Silbernachfrage = Silber-Future long.
Wer einen Silber-Future short geht, der setzt auf fallende Preise, und wer einen Silber-Future long geht, der rechnet mit steigenden Preisen. Abb. 3 zeigt die Wirkung einer Ausweitung der Silber-Future Short-Positionen auf Preis und Menge: Der gleichgewichtige Preis sinkt, die gleichgewichtige Menge steigt. In Abb. 2 entsprach der Mengenzuwachs (X1 - X0) einer tatsächlichen Ausweitung der physischen Silbermenge. In Abb. 3 ist der Mengenzuwachs hingegen lediglich (und im wahrsten Sinne des Wortes) "auf dem Papier".
Abb. 3: Future short im Silbermarkt
Wenn Investoren/Spekulanten Silber-Future long gehen, ist das gleichbedeutend mit einem Anstieg der Silbernachfrage (Abb. 4). Es kommt (ausgehend von der Situation, die in Abb. 1 abgebildet ist) zu einem Anstieg des gleichgewichtigen Preises (von P0 auf P2) und einer Erhöhung der gleichgewichtigen Menge (von X0 auf X1). Der Mengenanstieg ist hier ebenfalls nur auf dem Papier, er ist nicht unterlegt von einem Anstieg der physischen Handelsmenge.
Abb. 4: Future long im Silbermarkt
Diese sehr einfachen Überlegungen sollten das Folgende deutlich gemacht haben: Die Future-Märkte können einen (ganz erheblichen) Einfluss auf die Preisbildung im physischen Markt haben: Von zentraler Bedeutung ist dabei natürlich die Austausch- beziehungsweise Substitutionsbeziehung, die zwischen der physischen Ware und den Futures-Kontrakten vorherrscht.
Wenn die Marktakteure Silberpositionen, die sie in Futures-Kontrakten eingehen, genauso gut und wertig ansehen wie die physische Ware, dann ist die Wahrscheinlichkeit recht groß, dass die Geschehnisse in den Futures-Märkten die Preisbildung im Silbermarkt stark beeinflussen beziehungsweise "diktieren".

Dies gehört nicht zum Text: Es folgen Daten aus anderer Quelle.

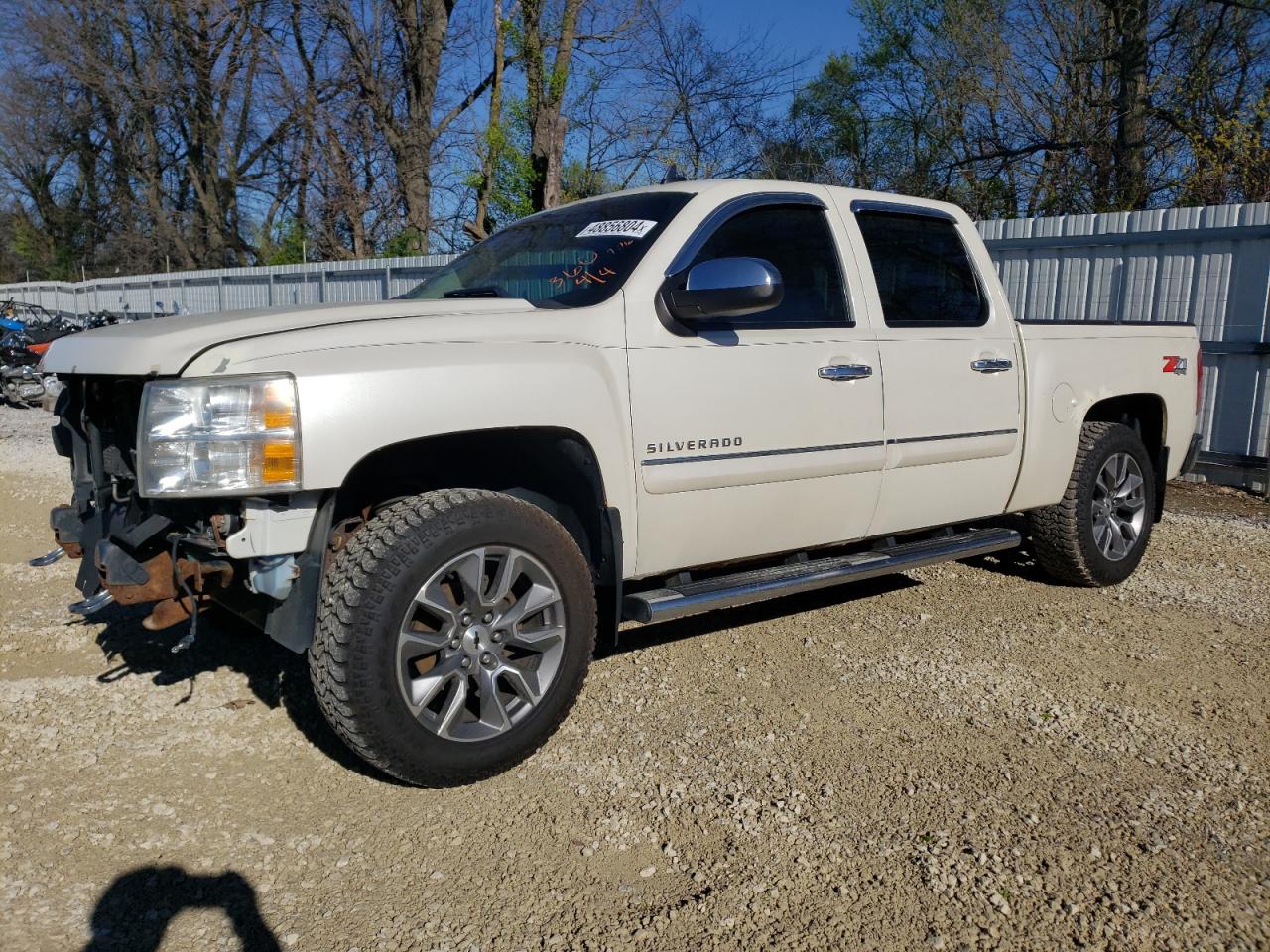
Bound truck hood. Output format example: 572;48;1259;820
44;298;548;376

Wenn hingegen Future-Positionen nicht länger als gleichwertiger Ersatz für physische Ware angesehen werden, nimmt die Bedeutung der Futures-Märkte für die Preisbildung auf dem physischen Markt ab. Im Extremfall, wenn die Marktakteure auf physische Ware setzen, also dem "Papiersilber" den Rücken kehren, würde der Futures-Markt bedeutungslos für die Preisbildung im Markt für Silber.

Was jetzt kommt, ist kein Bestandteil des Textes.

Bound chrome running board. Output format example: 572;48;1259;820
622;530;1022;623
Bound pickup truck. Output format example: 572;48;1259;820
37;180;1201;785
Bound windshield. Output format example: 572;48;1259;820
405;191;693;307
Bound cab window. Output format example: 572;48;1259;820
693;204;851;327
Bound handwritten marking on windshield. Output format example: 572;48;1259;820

An dieser Stelle sollen noch drei weitere Aspekte angeführt werden, die dafür sprechen könnten, dass die Futures-Märkte mittlerweile ein "Eigenleben" führen:
(1) Wenn die Zinsen sehr gering sind, und professionelle Investoren leichten Zugang zu Kredit haben, dann ist es wahrscheinlich, dass verstärkt spekulative Positionen in den Futures-Märkten eingegangen werden: Die Spekulation wird kostengünstig(er) aufgrund niedriger Zinsen, und es wird einfacher, große Volumina darzustellen (aufgrund der üppigen Kreditfinanzierungsmöglichkeiten).

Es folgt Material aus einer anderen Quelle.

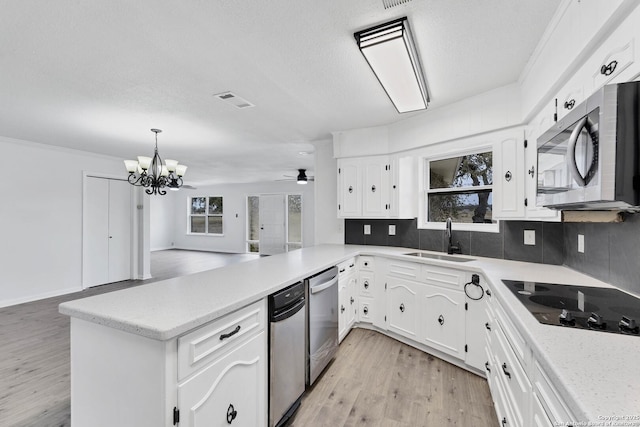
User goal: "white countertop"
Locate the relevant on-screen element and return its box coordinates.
[60,245,640,426]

(2) Wenn die Marktakteure der Auffassung sind, Futures-Positionen seien ein perfekter Ersatz für physische Ware (oder noch vorteilhafter, weil einfacher zu handhaben), dann kann das ebenfalls das Positions- und Handelsvolumen in den Futures-Märkten in die Höhe treiben. In diesem Falle büßen die Bedingungen im physischen Markt tendenziell ihre Bedeutung für die Preisbildung des Edelmetalls ein. (Solange jedoch die Möglichkeit besteht, dass Futures-Positionen am Laufzeitende zu einer Auslieferung des physischen Materials führen, ist eine vollständige Abkopplung der Preisbildung von den physischen Marktkonditionen nicht denkbar.)
(3) Vielen Finanzprodukten, die "auf Silber lauten" - wie zum Beispiel Silber-Zertifikate - liegen Derivate, vor allem Silber-Futures, zugrunde, nicht aber physisches Silber. Solange derartige Produkte als "Ersatz" für physische Ware angesehen werden, wird die "Preissetzungsmacht" für das Silber verstärkt auf die Futures-Märkte verschoben. Anleger sollten sich jedoch bewusst sein, dass das Risikoprofil des "Papier-Silbers" ein gänzlich anderes ist als das des physischen Silbers.